For the moment, I’m going to show you that we now have a working dataset. We have a data set that we can upload some Mango and do something meaningful with.
Now before we go ahead and upload that to Mango, we actually need to save the join.
When you first perform a joint in QGIS, it's only saved to memory; it's not saved the physical file so what we're going to do, is we're going to right click on the map data we're going to press Save as…, and we're going to save this as a Shapefile called “Sales Data”, and we are going to save it in the same folder as the counties.
So I'll press save, and our map data is now saved and it's now been added to the map.
Now our old County data that has the joins in memory, we don't need that anymore, so we can just go ahead and close that down, and now we have access to the sales data which is displayed on screen.
So right, let's go ahead and let's upload that data now to Mango to show you that we have a working dataset. So here we have a new map in Mango.
I'm going to go to the layers, I'm going to click the Add Layer button, and now I’m going to go to my local file system, and I’m going to get the new sales data that we made.
Now in Mango we only need to upload for parts of the Shapefile we need the SHP, the SHX, the DBF and the PRJ. Once we have those four parts I’ll press open and Mango will begin the upload.
Once the upload is complete we just hit the Save key, and then Mango is going to ask us how we would like to style this data.
So before we go ahead and style it, let's just close down this dialogue, and let's take a look at what we've got. OK, so here we have a map of the whole of the USA, and it has all of the counties all colored in blue.
Now that's not really what we're looking for.

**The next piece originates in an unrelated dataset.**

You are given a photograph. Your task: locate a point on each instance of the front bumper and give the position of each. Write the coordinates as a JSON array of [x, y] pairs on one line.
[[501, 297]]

Remember our original map had each of the counties colored based on the number of sales, population, and household income - only for Texas.
So to do that in Mango, let's go back into the layer and open up the settings again, and we're going to choose a quantity map because we want to show each of the counties based on the number of sales.
So we're going to click on quantity, and then we're going to decide which column we'd like to base that quantity legend on. We're interested in sales.
We're going to have seven class breaks in the legend, and we're going to use a yellow to red color ramp.
I'm just going to change the outline to a darker color that will work better with that red color ramp, and then we go ahead and press Save.
Now as you can see with color-coded only the counties in Texas.
The reason only the counties in Texas have been color-coded is because all of the other counties has null values for their sales data - it's only the counties in Texas that contain any sales data, so that have been colored in on this map.
So as you've seen the process of downloading some map data, joining with your spreadsheet and then opening up in Mango in order to make quantity based maps, is an extremely simple process.
I recommend you to go ahead and try this yourself using QGIS and your own data so you can become familiar and comfortable with the process.